Kelly Boorman, National Head of Construction at RSM UK, said: “Despite the slight uplift in construction activity, the headline PMI is still well below 50, signalling further challenges for the industry. Input prices remained high at 64.2 amid rising employers’ National Insurance contributions and an increase to the National Minimum Wage, with these cost pressures beginning to impact labour-intensive industries like construction. Uncertainty towards tariffs is also growing, which could lead to higher costs for construction materials, difficulty accessing quality materials, supply chain disruption and project delays. The threat of tariffs and unpredictability in the supply chain are creating a competitive environment for subcontractors to compete on price and negotiate better terms – reflected in the use of subcontractors index which increased to 45.7.

“In addition, housing activity remained below 50 for the seventh consecutive month, which is to be expected given current market uncertainty. We’ve recently seen housebuilding in London slump to its lowest level since 2009. Against a backdrop of tight margins, rising labour costs, fixed-term contracts and falling house prices, it’s becoming difficult for housebuilders to absorb these costs. Despite the government’s focus on innovation, data and digital transformation, construction businesses lack the working capital to invest in technology and improve productivity.”

She added: “Planning reforms were expected to alleviate some of these pressures, however their impact is yet to be seen. Local authority frameworks are also contributing to delays in much-needed development. To stimulate housing activity and enhance business confidence, mortgage rate stability and buyer confidence must improve. It’s therefore important that the incoming Housing Strategy takes a holistic approach – one that incentivises businesses and consumers – to ensure a long-term boost to housebuilding and overall economic growth.”

Thomas Pugh, Economist at RSM UK, added: “It’s no surprise the construction sector registered another sub-50 reading as the uncertainty from tariffs continues to weigh on the whole economy.

“What’s more, the input prices index remains well above 50 at 64.2, signalling rising prices, that was probably propped up by the huge increase in employment costs that came into effect in April. That said, the employment index rose slightly to 47.5 but remained in contractionary territory as firms clearly remained conscious about hiring decisions amid increased uncertainty and higher costs.

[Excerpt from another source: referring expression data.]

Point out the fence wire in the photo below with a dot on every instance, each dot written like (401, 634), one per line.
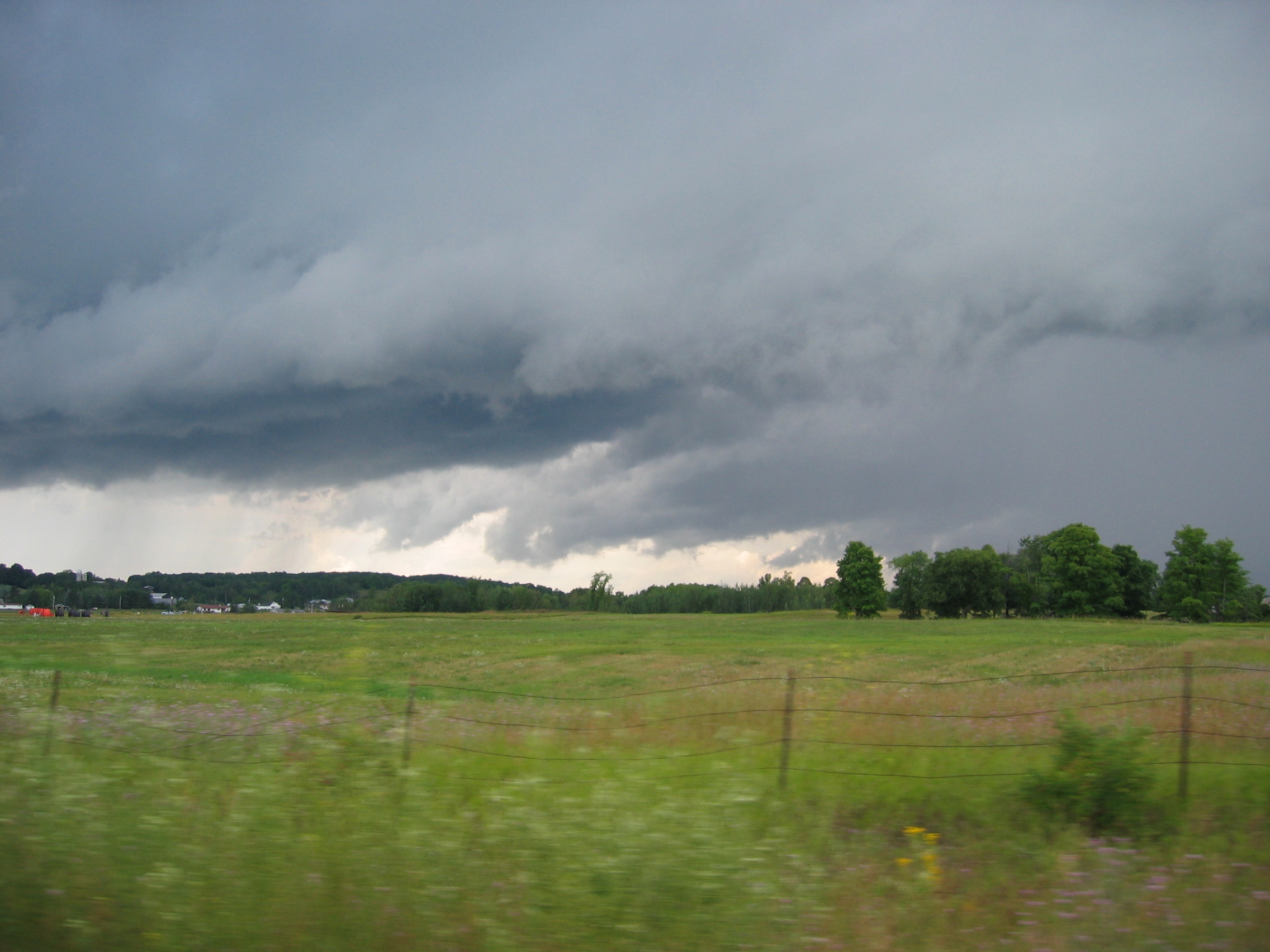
(205, 736)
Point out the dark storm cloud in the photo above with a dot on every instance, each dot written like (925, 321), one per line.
(783, 263)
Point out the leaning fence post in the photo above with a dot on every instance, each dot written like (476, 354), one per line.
(1184, 750)
(405, 733)
(53, 710)
(788, 726)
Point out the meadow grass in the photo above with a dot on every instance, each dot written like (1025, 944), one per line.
(250, 782)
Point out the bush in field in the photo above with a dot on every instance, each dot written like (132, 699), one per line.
(40, 598)
(965, 582)
(860, 584)
(1095, 781)
(909, 592)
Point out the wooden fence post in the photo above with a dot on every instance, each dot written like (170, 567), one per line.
(405, 734)
(53, 710)
(788, 726)
(1184, 752)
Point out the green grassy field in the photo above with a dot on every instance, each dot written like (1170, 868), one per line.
(253, 782)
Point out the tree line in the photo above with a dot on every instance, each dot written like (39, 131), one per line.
(1066, 573)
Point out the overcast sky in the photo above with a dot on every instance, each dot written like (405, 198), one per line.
(681, 291)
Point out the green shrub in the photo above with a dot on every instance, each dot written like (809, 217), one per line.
(1096, 780)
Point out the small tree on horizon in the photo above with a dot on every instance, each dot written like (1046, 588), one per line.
(600, 591)
(909, 592)
(861, 589)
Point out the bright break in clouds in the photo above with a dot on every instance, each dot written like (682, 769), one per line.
(633, 278)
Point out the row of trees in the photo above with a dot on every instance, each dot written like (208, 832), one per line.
(1067, 573)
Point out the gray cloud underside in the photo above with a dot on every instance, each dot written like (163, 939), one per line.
(784, 265)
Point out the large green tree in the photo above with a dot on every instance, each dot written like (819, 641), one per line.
(1185, 591)
(1082, 575)
(1204, 580)
(965, 582)
(909, 591)
(1021, 582)
(861, 589)
(1138, 582)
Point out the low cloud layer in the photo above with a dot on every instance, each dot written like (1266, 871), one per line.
(671, 273)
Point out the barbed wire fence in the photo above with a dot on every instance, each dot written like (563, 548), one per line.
(786, 741)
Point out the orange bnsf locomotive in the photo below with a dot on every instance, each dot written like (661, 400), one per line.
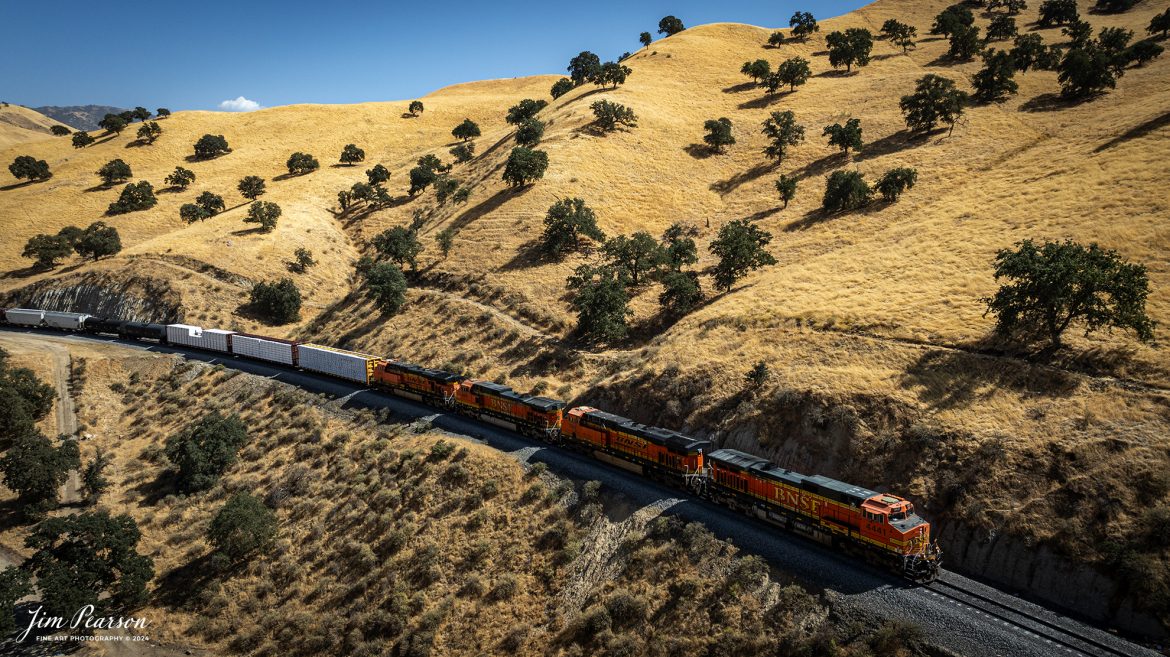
(882, 527)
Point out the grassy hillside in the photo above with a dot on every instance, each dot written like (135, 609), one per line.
(19, 125)
(396, 538)
(871, 322)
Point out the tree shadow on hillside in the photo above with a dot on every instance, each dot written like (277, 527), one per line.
(763, 214)
(823, 165)
(738, 88)
(837, 73)
(1053, 102)
(811, 218)
(488, 206)
(956, 379)
(764, 101)
(893, 143)
(724, 187)
(587, 94)
(529, 254)
(289, 175)
(699, 151)
(179, 586)
(1136, 132)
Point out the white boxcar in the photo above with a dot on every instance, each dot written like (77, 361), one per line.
(352, 366)
(212, 339)
(70, 320)
(274, 351)
(25, 317)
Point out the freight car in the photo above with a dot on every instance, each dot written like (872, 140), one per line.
(500, 405)
(660, 453)
(881, 527)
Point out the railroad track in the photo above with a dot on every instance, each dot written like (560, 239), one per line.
(1061, 636)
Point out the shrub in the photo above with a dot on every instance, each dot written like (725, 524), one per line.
(670, 26)
(300, 164)
(845, 137)
(996, 80)
(241, 527)
(463, 152)
(192, 213)
(351, 154)
(265, 214)
(115, 171)
(47, 249)
(850, 48)
(600, 301)
(740, 247)
(786, 187)
(1058, 12)
(1058, 283)
(782, 131)
(756, 70)
(81, 139)
(718, 133)
(277, 303)
(466, 130)
(791, 73)
(303, 260)
(252, 187)
(845, 191)
(135, 196)
(399, 244)
(895, 181)
(211, 202)
(149, 132)
(608, 116)
(524, 166)
(565, 222)
(935, 99)
(758, 374)
(204, 449)
(180, 178)
(386, 286)
(35, 469)
(803, 25)
(561, 87)
(211, 146)
(529, 132)
(98, 240)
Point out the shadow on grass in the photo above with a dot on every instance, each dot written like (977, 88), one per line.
(1136, 132)
(724, 187)
(958, 378)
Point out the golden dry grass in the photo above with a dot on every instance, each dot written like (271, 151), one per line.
(876, 312)
(386, 544)
(21, 125)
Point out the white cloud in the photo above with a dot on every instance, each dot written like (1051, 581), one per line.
(240, 104)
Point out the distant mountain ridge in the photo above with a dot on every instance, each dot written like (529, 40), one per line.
(82, 117)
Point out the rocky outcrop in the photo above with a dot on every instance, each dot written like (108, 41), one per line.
(135, 297)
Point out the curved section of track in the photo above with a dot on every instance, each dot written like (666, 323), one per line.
(965, 616)
(1059, 633)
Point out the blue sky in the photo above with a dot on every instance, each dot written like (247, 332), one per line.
(194, 55)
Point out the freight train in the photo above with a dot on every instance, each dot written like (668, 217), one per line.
(881, 527)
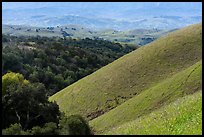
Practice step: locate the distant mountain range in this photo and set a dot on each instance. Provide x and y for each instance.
(106, 15)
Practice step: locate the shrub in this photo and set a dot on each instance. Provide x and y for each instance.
(74, 125)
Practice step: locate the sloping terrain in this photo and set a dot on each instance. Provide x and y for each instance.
(131, 74)
(183, 83)
(182, 117)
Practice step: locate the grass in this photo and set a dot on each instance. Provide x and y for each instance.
(181, 117)
(181, 84)
(132, 74)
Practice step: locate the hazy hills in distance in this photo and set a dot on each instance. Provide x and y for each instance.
(97, 15)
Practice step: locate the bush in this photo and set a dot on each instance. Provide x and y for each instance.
(74, 125)
(48, 129)
(14, 129)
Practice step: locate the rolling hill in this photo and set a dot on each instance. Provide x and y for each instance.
(149, 78)
(183, 83)
(176, 118)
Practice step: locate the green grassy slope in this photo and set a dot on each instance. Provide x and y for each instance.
(131, 74)
(182, 117)
(183, 83)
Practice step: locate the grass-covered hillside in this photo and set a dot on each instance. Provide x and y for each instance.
(132, 74)
(184, 116)
(183, 83)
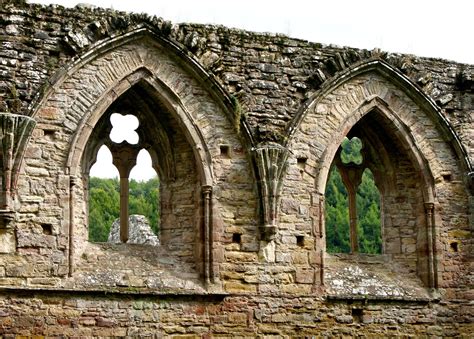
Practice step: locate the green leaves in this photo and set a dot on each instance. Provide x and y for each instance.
(104, 204)
(368, 215)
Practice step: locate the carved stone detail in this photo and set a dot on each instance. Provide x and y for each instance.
(15, 131)
(271, 164)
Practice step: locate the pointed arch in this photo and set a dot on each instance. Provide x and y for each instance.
(183, 106)
(374, 100)
(395, 77)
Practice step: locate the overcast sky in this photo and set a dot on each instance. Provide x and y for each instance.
(430, 28)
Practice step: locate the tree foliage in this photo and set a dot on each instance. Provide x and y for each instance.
(104, 204)
(337, 215)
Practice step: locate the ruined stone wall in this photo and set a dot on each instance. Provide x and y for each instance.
(243, 129)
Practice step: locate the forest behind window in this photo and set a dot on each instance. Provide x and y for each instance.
(337, 215)
(104, 204)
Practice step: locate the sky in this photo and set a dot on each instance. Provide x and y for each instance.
(428, 28)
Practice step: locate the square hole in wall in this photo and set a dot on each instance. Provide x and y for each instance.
(224, 151)
(357, 315)
(300, 240)
(301, 162)
(447, 177)
(47, 229)
(236, 238)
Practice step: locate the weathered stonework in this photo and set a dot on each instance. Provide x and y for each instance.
(242, 129)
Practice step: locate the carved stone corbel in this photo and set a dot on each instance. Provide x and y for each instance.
(271, 163)
(15, 131)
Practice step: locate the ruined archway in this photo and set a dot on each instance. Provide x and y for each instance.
(403, 129)
(143, 74)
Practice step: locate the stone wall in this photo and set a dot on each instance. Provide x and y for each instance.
(243, 129)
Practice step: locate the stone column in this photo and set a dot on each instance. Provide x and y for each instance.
(15, 131)
(124, 158)
(429, 212)
(351, 175)
(206, 194)
(271, 163)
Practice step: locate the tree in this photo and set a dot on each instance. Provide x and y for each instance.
(337, 214)
(104, 204)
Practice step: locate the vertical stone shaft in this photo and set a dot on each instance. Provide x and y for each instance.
(351, 176)
(124, 158)
(206, 192)
(352, 197)
(123, 208)
(72, 203)
(429, 207)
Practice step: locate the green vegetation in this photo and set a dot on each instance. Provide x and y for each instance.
(104, 204)
(337, 215)
(351, 151)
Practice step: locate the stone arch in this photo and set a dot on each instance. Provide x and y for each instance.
(400, 81)
(374, 90)
(80, 95)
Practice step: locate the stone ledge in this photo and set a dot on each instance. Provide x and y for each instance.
(112, 292)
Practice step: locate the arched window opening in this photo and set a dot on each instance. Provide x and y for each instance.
(135, 195)
(104, 196)
(353, 222)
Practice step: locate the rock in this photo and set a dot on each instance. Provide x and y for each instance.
(139, 231)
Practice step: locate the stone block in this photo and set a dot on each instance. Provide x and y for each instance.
(237, 287)
(304, 276)
(7, 241)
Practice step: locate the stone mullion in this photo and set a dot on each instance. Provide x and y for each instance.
(124, 158)
(351, 176)
(208, 238)
(72, 202)
(430, 237)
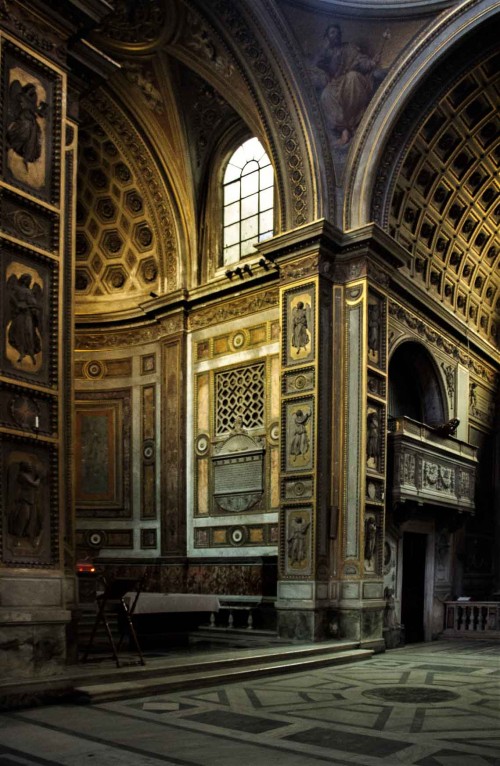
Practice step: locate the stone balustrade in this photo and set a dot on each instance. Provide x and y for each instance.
(472, 619)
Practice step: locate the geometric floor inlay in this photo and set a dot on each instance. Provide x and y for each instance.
(411, 694)
(435, 704)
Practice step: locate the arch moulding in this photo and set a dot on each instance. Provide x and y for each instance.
(367, 157)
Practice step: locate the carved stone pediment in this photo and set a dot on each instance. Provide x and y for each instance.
(431, 469)
(238, 470)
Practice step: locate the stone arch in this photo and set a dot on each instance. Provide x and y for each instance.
(252, 47)
(127, 240)
(415, 385)
(382, 135)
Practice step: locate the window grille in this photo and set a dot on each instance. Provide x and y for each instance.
(239, 393)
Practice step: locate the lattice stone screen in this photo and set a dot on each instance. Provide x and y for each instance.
(240, 393)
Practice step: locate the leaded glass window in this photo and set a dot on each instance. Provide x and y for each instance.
(248, 200)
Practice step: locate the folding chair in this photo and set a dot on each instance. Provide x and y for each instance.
(112, 601)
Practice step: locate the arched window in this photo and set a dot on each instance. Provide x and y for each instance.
(248, 192)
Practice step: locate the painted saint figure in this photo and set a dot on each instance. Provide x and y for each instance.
(372, 441)
(25, 313)
(300, 326)
(297, 549)
(24, 135)
(300, 440)
(350, 78)
(25, 514)
(373, 327)
(370, 538)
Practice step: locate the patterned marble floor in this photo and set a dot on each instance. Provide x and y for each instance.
(428, 704)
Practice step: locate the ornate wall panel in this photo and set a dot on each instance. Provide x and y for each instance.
(35, 196)
(173, 521)
(29, 501)
(103, 454)
(31, 111)
(235, 435)
(299, 423)
(148, 483)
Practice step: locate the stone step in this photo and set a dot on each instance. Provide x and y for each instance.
(145, 681)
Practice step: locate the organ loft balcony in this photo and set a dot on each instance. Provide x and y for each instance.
(429, 467)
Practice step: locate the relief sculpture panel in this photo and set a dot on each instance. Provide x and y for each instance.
(32, 103)
(299, 326)
(26, 522)
(298, 452)
(298, 542)
(26, 292)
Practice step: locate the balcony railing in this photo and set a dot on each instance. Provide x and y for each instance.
(430, 468)
(472, 619)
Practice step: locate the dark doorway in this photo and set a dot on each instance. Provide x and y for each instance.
(412, 601)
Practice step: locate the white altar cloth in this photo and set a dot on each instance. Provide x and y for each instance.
(156, 603)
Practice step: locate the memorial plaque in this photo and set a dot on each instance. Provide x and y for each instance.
(238, 473)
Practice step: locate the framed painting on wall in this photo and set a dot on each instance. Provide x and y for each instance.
(102, 455)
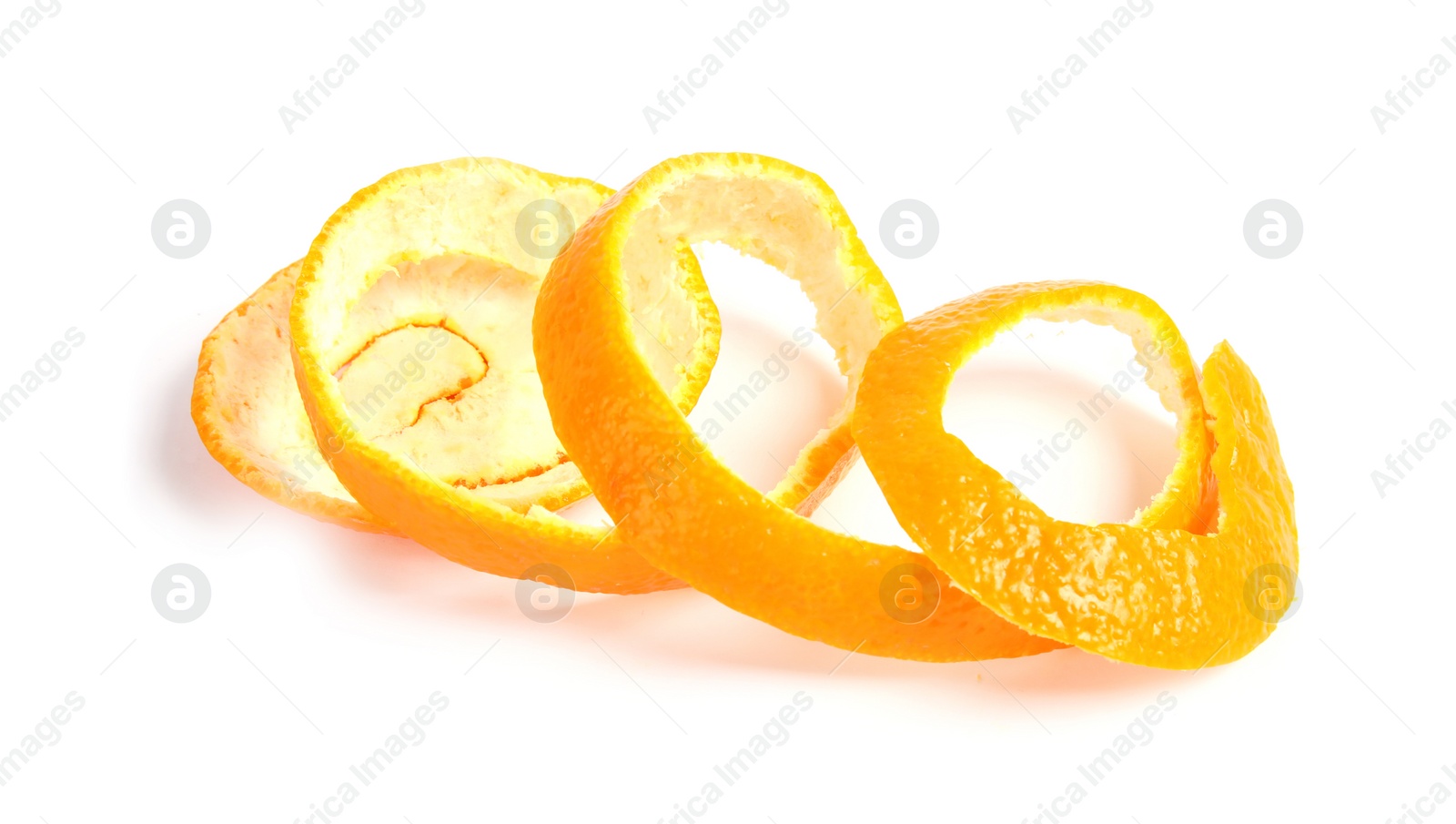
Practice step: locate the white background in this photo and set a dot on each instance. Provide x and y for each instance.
(320, 641)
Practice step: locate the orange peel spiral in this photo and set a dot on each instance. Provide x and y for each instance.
(1150, 591)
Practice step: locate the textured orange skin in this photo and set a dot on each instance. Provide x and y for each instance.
(1147, 593)
(710, 527)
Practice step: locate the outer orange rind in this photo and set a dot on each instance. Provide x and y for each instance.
(708, 527)
(247, 410)
(1148, 593)
(468, 213)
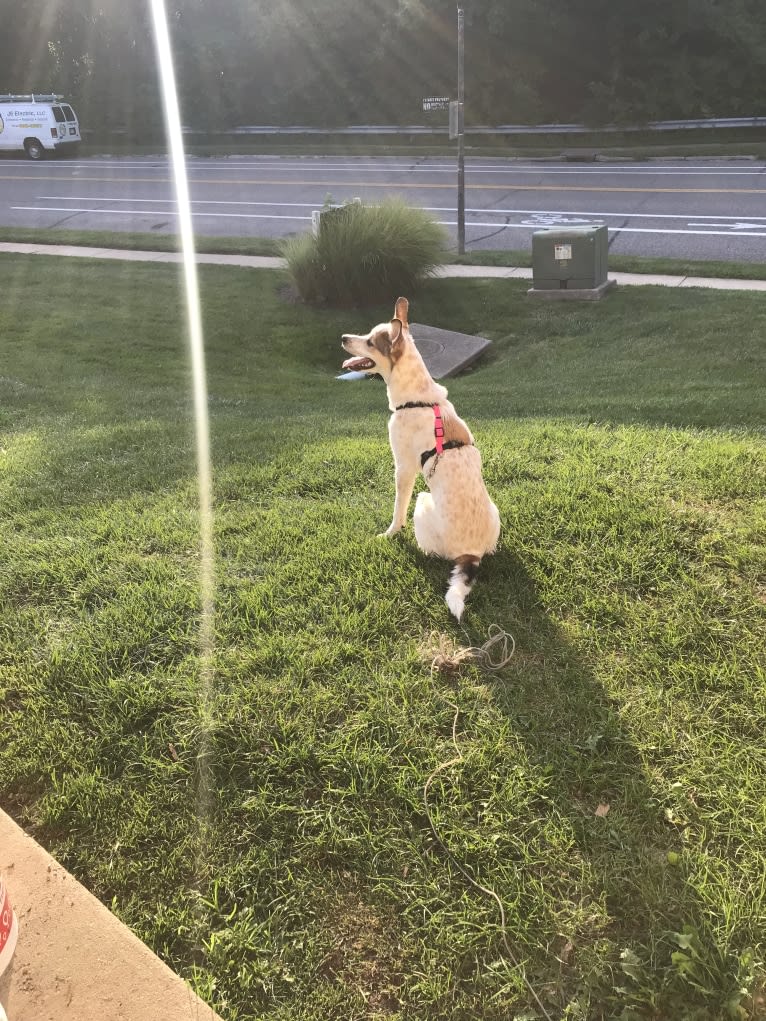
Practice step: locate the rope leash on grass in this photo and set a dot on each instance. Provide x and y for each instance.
(495, 653)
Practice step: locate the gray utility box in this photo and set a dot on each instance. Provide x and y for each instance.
(570, 259)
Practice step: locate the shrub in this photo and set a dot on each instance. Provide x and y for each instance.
(366, 254)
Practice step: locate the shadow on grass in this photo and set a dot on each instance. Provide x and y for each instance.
(623, 930)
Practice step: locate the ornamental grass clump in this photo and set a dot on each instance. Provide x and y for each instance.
(365, 254)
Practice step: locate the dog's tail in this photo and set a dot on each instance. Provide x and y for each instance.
(461, 582)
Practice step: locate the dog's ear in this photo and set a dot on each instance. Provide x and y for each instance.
(400, 310)
(397, 338)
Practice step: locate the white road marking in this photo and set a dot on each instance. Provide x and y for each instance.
(254, 215)
(542, 213)
(407, 167)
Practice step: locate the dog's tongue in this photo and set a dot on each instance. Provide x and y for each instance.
(356, 365)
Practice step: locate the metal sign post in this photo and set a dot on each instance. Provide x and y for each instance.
(461, 143)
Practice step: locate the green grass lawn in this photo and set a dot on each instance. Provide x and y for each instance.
(268, 836)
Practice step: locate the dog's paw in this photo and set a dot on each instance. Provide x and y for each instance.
(391, 530)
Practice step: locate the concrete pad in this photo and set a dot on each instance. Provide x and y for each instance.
(133, 255)
(75, 960)
(483, 272)
(724, 285)
(446, 352)
(572, 293)
(645, 280)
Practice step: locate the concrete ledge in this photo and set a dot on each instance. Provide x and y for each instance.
(75, 960)
(574, 293)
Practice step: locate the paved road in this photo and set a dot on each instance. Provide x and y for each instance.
(685, 209)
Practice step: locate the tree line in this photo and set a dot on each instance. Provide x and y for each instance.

That could be a headwind for the government who are already worried labour shortages will stop them short of their target to build 1.5 million homes, despite significant planning reform.

“However, since Trump’s tariffs were first announced bets on Bank of England rate cuts have ramped up and the odds of consecutive cuts have risen sharply. Combined with continued strong growth in real household incomes, that should boost affordability and support house prices, which we expect to grow by around 4% this year. What’s more, higher government spending in infrastructure will help to boost demand, providing a further tailwind to growth. Ultimately, we expect the construction sector will outperform the broader economy, despite the uncertainty from tariffs.”